Features

Look local: Warm people of Wrexham

Business
The former mining town of Wrexham still has a strong sense of community. Emma White reports

Wrexham is the largest town in North Wales, enjoying a privileged location between the Welsh mountains and the lower Dee Valley by the border with Shropshire. Chester is only a 15-minute drive away and the cities of Manchester and Liverpool are under an hour’s distance by car.

Once a thriving mining town, the last pit shut in 1986. Today, visitors can enjoy many attractions from taking a canal boat along the 200-year-old Pontcysyllte Aqueduct; visiting the 13th century Valley Crucis Abbey or the spectacular National Trust Erddig Hall; going to the Bangor-on-Dee Racecourse or immersing themselves in some retail therapy in the town’s shopping centre – which retains its ‘olde-worlde’ charm.

Independent practice Francis Opticians – the second oldest business in Wrexham after Gerards the bakery – opened in 1889 alongside a pharmacy.

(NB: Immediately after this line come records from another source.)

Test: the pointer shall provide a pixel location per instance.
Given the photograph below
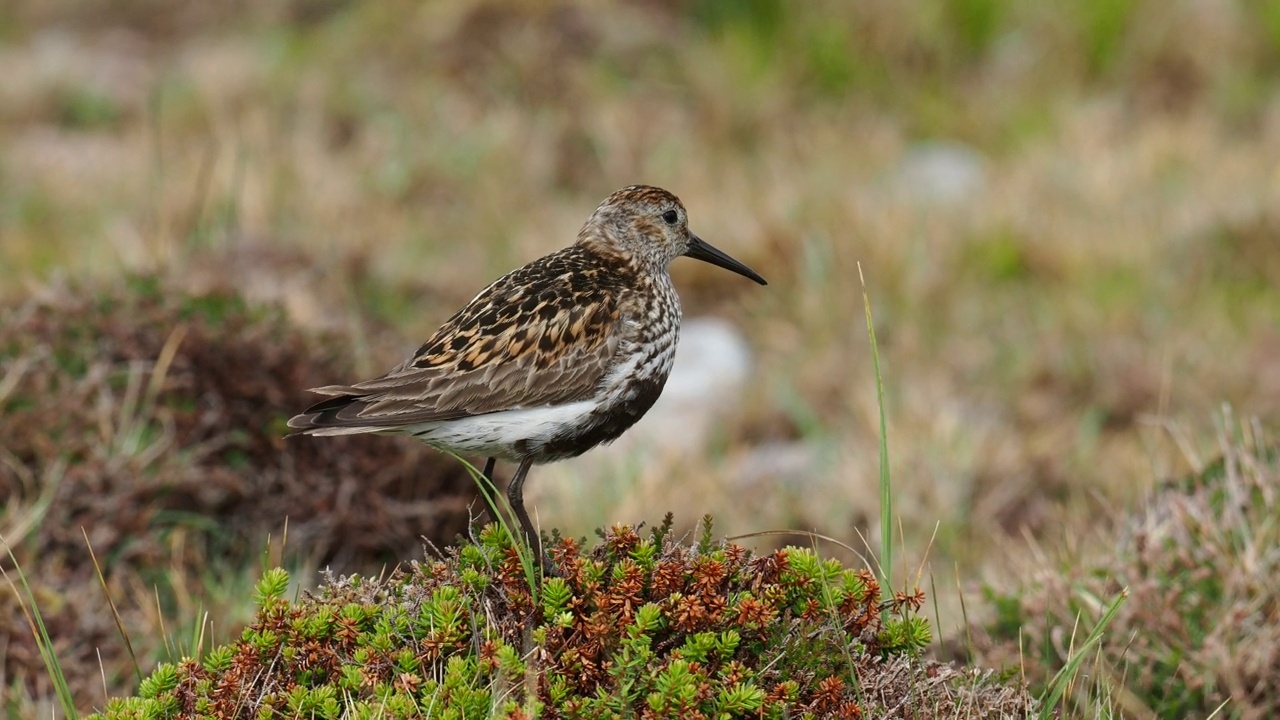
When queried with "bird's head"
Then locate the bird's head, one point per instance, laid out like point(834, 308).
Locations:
point(650, 226)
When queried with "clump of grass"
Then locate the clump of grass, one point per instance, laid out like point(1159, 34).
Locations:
point(1201, 632)
point(149, 424)
point(630, 627)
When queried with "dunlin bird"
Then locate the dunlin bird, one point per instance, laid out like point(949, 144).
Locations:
point(548, 361)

Optometrists and co-directors Stuart and Barbara Wilson run the practice today with the help of a third optometrist, who speaks Welsh, and two dispensing opticians. ‘We have a long continuity of staff,’ says Barbara. ‘Stuart has practised as an optometrist for 40 years. We are a very friendly and approachable team.’

The practice (pictured), which has just launched a new website, offers a wide range of brands including Dunelm, William Morris, Esprit, Elle and Bauhaus. Retinal imaging is incorporated as standard in eye examinations and the practice also offers OCT, assessments in low vision, glaucoma and diabetic retinopathy as well as home visits. ‘We have a loyal and longstanding customer base including whole families from all areas of the local community,’ adds Wilson.

Vision Express opened in Wrexham town centre in 2007. Practice manager Sadie Rodenhurst, who has worked at the multiple for nine years, says: ‘We are passionate about eye care and pride ourselves on delivering exemplary customer services to our customers.’

The multiple’s Exclusive Brands collection, priced from £39, is ‘particularly popular’ and is positioned alongside brands like Ted Baker. Rodenhurst says the customers, who are ‘mainly of the older generation and families’, like that they can get frames for any member of the family ‘all under one roof’.

She describes Wrexham as a quiet town with a strong sense of community, which has enabled the team to forge some great relationships with the customers. ‘As there are lots of families living here we have seen children grow and have their first eye tests with us,’ she says. ‘I enjoy being part of a warm community – our customers sometimes even bring us in cakes.’

Who’s in town

Total: 10

Independents: 3

Multiples: 7

Average costs

Prices of an eye examination range from £10 to £58. The average cost is £29.80

Population - see pie chart

Wrexham population: 61,603 (ONS, 2011)

Community eye care

Eye care services in Wrexham are provided by Wecs (Wales Eye Care Services) in urgent eye problems, low vision, low vision domiciliary services and social services.

Health and affluence

  • The average house price in Wrexham is £170,067 (Rightmove, 2016) compared with a UK average of £223,257 (Land Registry, 2017)
  • NHS expenditure on vision problems in Wrexham per person is £91, compared with a UK average of £89 (RNIB Sight Loss Data Tool 2015).
  • 910 patients live in Wrexham with late stage wet AMD and 440 with dry AMD (RNIB).
  • There are about 1,420 people living in Wrexham who have cataract, 1,240 with glaucoma and 8,960 with diabetes.
  • Some 2,770 patients have diabetic retinopathy, according to RNIB figures.

Fun facts

Britain’s oldest lager brew, Wrexham Lager, dates back to 1882 when German immigrants founded a brewery in West Wrexham to recreate the lager taste they missed from home. It was popular on British ships, including the Titanic, as it kept its taste and quality during transit.

Wrexham was a stop on the world’s first scheduled passenger helicopter service in 1950, with a return fare from Liverpool to Cardiff via Wrexham costing just £1. One of the aircraft is now based at Cosford Aerospace Museum.

Yale University in America is named after Elihu Yale, pictured, who was born in Boston, moved to Britain and lived in India, building his fortune trading in diamonds, spices and other commodities. He retired to the family estate, Plas Grono, in Wrexham and was buried at St Giles’ Church in 1721.